W3cubDocs

/Web APIs

AuthenticatorAttestationResponse

Secure context: This feature is available only in secure contexts (HTTPS), in some or all supporting browsers.

The AuthenticatorAttestationResponse interface of the Web Authentication API is the result of a WebAuthn credential registration. It contains information about the credential that the server needs to perform WebAuthn assertions, such as its credential ID and public key.

An AuthenticatorAttestationResponse object instance is available in the response property of a PublicKeyCredential object returned by a successful CredentialsContainer.create() call.

This interface inherits from AuthenticatorResponse.

AuthenticatorResponse AuthenticatorAttestationResponse

Note: This interface is restricted to top-level contexts. Use of its features from within an <iframe> element will not have any effect.

Instance properties

Also inherits properties from its parent, AuthenticatorResponse.

AuthenticatorAttestationResponse.attestationObject Secure context Read only

An ArrayBuffer containing authenticator data and an attestation statement for a new key pair generated by the authenticator.

AuthenticatorResponse.clientDataJSON Secure context Read only

Inherited from AuthenticatorResponse, this property contains the JSON-compatible serialization of the data passed from the browser to the authenticator in order to generate this credential — i.e., when CredentialsContainer.create() is called with a publicKey option. This data contains some information from the options passed into the create() call, and some information controlled by the browser.

Instance methods

AuthenticatorAttestationResponse.getAuthenticatorData() Secure context

Returns an ArrayBuffer containing the authenticator data contained within the AuthenticatorAttestationResponse.attestationObject property.

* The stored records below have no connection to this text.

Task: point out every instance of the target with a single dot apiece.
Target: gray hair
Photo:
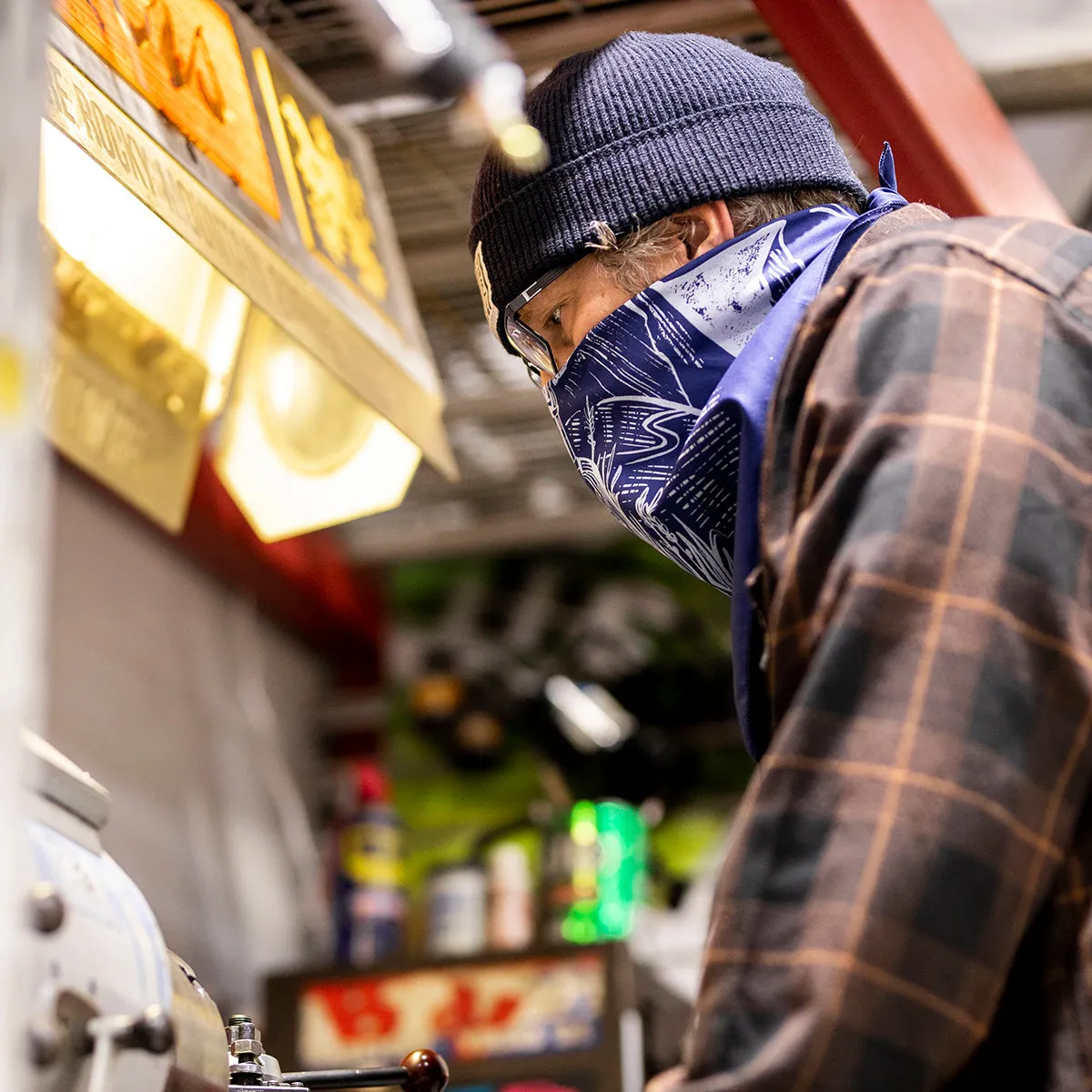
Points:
(636, 258)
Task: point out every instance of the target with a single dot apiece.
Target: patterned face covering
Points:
(662, 407)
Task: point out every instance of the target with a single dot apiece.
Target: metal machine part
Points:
(440, 47)
(250, 1067)
(112, 1009)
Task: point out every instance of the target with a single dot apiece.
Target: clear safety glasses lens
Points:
(535, 350)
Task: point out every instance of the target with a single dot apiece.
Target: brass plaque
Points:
(184, 58)
(366, 364)
(330, 199)
(123, 398)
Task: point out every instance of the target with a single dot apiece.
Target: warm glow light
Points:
(99, 224)
(299, 451)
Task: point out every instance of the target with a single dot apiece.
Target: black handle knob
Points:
(426, 1071)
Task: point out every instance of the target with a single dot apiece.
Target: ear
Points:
(708, 225)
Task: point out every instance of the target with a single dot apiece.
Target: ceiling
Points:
(519, 490)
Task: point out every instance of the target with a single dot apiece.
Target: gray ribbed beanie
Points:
(643, 126)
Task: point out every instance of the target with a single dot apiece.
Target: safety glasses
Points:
(535, 350)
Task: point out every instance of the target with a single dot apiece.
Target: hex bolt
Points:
(47, 907)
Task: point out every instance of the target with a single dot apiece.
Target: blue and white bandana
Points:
(663, 404)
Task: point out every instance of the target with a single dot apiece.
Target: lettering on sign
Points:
(328, 196)
(184, 58)
(525, 1008)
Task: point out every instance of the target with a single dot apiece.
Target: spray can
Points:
(369, 898)
(511, 922)
(457, 911)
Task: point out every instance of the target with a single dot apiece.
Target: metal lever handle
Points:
(420, 1071)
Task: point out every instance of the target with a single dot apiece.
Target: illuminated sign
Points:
(184, 58)
(327, 192)
(470, 1013)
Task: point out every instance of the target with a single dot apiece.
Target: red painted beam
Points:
(889, 70)
(306, 584)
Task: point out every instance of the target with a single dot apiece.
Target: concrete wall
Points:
(168, 688)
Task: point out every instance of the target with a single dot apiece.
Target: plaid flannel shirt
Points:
(906, 905)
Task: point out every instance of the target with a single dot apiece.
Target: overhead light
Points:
(298, 450)
(588, 715)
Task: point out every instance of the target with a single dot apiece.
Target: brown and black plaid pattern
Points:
(906, 902)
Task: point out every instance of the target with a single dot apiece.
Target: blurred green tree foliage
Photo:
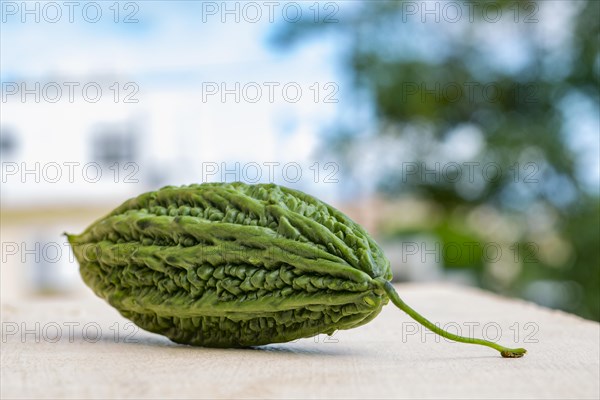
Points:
(503, 110)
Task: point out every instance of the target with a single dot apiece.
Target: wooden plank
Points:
(391, 357)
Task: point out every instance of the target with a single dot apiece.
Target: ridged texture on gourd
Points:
(230, 265)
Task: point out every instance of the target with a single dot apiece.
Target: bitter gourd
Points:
(236, 265)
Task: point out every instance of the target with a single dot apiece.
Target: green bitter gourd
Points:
(235, 265)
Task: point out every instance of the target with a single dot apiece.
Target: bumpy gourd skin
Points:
(231, 265)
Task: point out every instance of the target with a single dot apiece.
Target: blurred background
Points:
(463, 135)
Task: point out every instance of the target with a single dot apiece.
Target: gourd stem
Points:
(395, 298)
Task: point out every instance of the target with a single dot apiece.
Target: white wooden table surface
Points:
(82, 348)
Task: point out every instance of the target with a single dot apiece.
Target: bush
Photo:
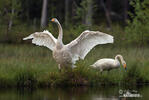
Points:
(137, 29)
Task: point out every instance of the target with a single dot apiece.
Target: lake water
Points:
(81, 93)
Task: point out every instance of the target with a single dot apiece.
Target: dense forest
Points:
(125, 19)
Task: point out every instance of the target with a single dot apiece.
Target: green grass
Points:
(34, 66)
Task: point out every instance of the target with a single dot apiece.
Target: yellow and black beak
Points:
(125, 66)
(52, 19)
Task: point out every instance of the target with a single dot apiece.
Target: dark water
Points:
(81, 93)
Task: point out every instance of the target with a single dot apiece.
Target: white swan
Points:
(109, 64)
(67, 55)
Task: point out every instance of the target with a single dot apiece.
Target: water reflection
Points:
(81, 93)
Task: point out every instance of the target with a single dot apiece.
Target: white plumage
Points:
(67, 55)
(109, 64)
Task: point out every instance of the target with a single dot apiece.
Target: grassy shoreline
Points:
(33, 66)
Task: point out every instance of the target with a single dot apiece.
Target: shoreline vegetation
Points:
(33, 66)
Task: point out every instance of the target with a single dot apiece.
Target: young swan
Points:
(109, 64)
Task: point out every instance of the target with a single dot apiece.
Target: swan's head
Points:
(54, 20)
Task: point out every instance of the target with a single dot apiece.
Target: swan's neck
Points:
(60, 37)
(119, 57)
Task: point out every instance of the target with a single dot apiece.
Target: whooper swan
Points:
(109, 64)
(67, 55)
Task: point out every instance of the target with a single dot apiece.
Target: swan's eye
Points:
(52, 19)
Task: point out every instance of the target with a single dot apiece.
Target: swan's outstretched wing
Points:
(80, 47)
(44, 38)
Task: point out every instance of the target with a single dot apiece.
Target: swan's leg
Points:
(101, 70)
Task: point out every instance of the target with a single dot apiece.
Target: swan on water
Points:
(67, 55)
(109, 64)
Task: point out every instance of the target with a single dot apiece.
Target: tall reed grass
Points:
(34, 66)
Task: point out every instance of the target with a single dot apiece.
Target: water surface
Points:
(81, 93)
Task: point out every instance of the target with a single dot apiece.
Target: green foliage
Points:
(137, 29)
(33, 66)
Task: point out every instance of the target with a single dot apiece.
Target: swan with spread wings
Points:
(67, 55)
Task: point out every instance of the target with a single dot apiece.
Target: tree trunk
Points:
(88, 17)
(107, 14)
(66, 12)
(44, 14)
(125, 11)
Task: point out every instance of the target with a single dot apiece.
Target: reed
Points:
(33, 66)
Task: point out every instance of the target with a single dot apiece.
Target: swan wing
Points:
(44, 38)
(80, 47)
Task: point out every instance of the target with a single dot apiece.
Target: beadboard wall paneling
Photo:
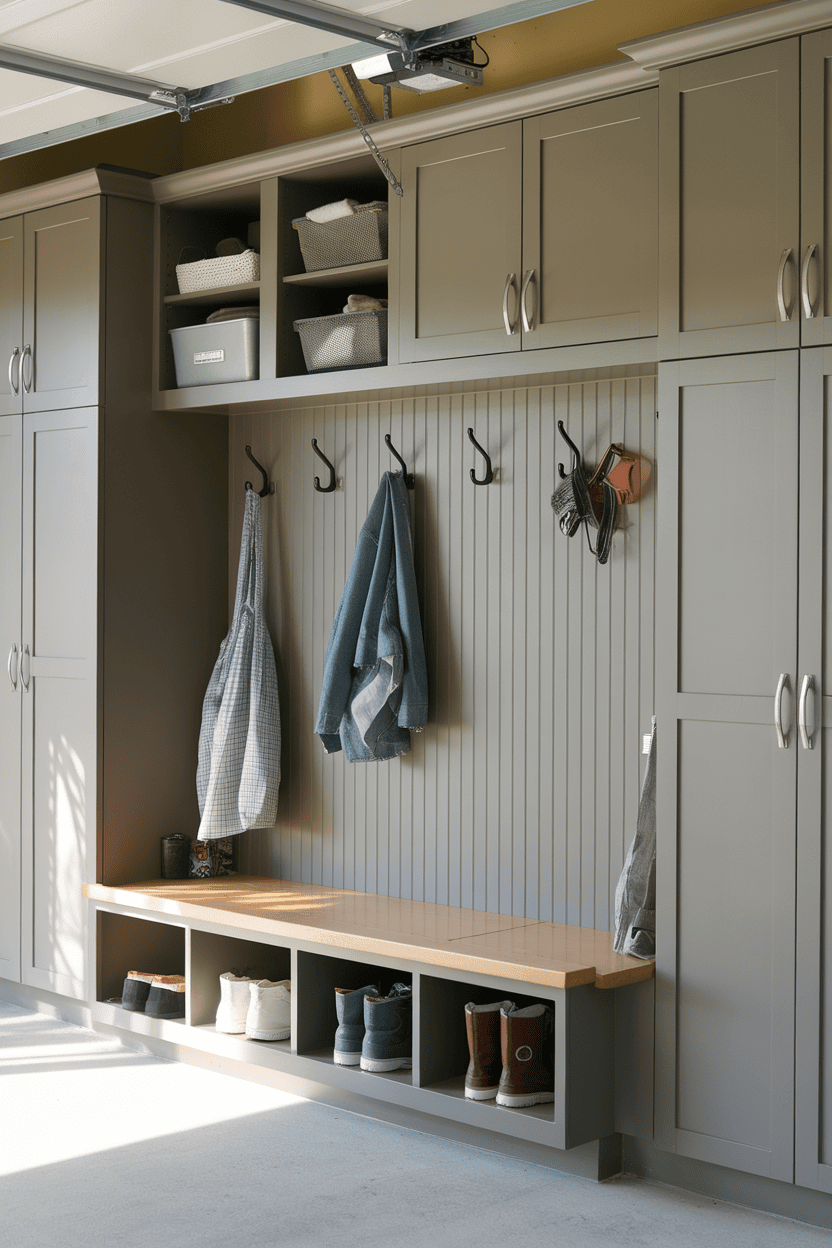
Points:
(520, 796)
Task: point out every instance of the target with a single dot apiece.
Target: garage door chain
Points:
(368, 139)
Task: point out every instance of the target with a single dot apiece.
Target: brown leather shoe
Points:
(483, 1027)
(527, 1045)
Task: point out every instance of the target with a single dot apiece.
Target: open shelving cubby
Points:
(443, 1045)
(318, 975)
(324, 292)
(124, 944)
(212, 954)
(202, 221)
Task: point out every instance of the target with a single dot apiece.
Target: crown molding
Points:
(487, 110)
(76, 186)
(726, 34)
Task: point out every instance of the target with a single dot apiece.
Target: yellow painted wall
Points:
(560, 43)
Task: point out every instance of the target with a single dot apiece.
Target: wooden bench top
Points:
(467, 940)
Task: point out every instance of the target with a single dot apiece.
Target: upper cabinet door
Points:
(11, 313)
(60, 618)
(816, 189)
(460, 245)
(10, 693)
(62, 275)
(590, 226)
(726, 663)
(729, 202)
(813, 1057)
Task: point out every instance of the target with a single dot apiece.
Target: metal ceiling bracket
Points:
(186, 102)
(366, 135)
(95, 78)
(326, 16)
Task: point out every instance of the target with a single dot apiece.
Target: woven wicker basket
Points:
(348, 340)
(351, 240)
(207, 275)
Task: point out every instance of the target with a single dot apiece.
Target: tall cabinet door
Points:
(59, 700)
(590, 222)
(460, 245)
(10, 693)
(726, 634)
(813, 1056)
(816, 187)
(62, 275)
(11, 313)
(730, 202)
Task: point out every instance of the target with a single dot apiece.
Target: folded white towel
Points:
(363, 303)
(332, 211)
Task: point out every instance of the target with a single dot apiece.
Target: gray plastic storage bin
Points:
(226, 351)
(353, 240)
(348, 340)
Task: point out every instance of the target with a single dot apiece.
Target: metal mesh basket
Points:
(349, 340)
(351, 240)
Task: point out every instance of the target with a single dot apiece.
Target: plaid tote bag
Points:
(238, 771)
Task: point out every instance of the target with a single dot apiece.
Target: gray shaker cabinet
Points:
(460, 245)
(813, 1063)
(730, 204)
(50, 297)
(726, 635)
(590, 222)
(10, 693)
(49, 472)
(816, 187)
(11, 313)
(60, 609)
(534, 234)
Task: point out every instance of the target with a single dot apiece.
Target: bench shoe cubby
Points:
(324, 939)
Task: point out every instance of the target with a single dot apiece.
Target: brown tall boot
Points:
(527, 1045)
(483, 1027)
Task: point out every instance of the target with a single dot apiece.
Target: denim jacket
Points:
(374, 675)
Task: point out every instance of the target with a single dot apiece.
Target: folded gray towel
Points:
(238, 313)
(332, 211)
(364, 303)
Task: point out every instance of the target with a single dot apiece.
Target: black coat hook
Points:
(409, 479)
(323, 489)
(489, 474)
(268, 487)
(576, 454)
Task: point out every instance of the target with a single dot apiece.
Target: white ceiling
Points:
(187, 44)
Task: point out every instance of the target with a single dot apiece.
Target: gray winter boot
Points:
(388, 1030)
(349, 1009)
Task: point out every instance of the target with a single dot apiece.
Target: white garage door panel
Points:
(188, 44)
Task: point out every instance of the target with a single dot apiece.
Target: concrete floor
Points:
(101, 1145)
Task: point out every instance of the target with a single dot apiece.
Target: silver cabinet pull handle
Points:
(782, 738)
(807, 260)
(13, 658)
(781, 298)
(808, 683)
(23, 368)
(527, 282)
(510, 281)
(14, 386)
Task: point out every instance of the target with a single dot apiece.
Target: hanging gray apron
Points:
(238, 771)
(635, 895)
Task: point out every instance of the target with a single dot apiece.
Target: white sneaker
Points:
(233, 1002)
(270, 1010)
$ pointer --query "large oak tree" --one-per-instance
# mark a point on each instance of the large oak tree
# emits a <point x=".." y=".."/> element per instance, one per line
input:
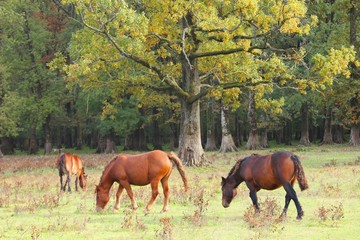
<point x="178" y="47"/>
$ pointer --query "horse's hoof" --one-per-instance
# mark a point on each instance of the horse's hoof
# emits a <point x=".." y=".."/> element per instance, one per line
<point x="300" y="215"/>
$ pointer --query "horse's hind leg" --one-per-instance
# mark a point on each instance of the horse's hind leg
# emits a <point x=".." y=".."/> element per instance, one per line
<point x="287" y="201"/>
<point x="253" y="196"/>
<point x="166" y="191"/>
<point x="154" y="193"/>
<point x="118" y="195"/>
<point x="291" y="194"/>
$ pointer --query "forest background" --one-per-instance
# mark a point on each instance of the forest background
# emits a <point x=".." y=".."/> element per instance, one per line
<point x="186" y="75"/>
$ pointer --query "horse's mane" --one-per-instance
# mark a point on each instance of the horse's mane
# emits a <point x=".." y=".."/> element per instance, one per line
<point x="106" y="169"/>
<point x="235" y="168"/>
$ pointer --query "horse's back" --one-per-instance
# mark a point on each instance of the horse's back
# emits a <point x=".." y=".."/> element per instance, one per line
<point x="140" y="169"/>
<point x="283" y="165"/>
<point x="269" y="171"/>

AuthenticatorAttestationResponse.getPublicKey() Secure context

Returns an ArrayBuffer containing the DER SubjectPublicKeyInfo of the new credential (see Subject Public Key Info), or null if this is not available.

AuthenticatorAttestationResponse.getPublicKeyAlgorithm() Secure context

Returns a number that is equal to a COSE Algorithm Identifier, representing the cryptographic algorithm used for the new credential.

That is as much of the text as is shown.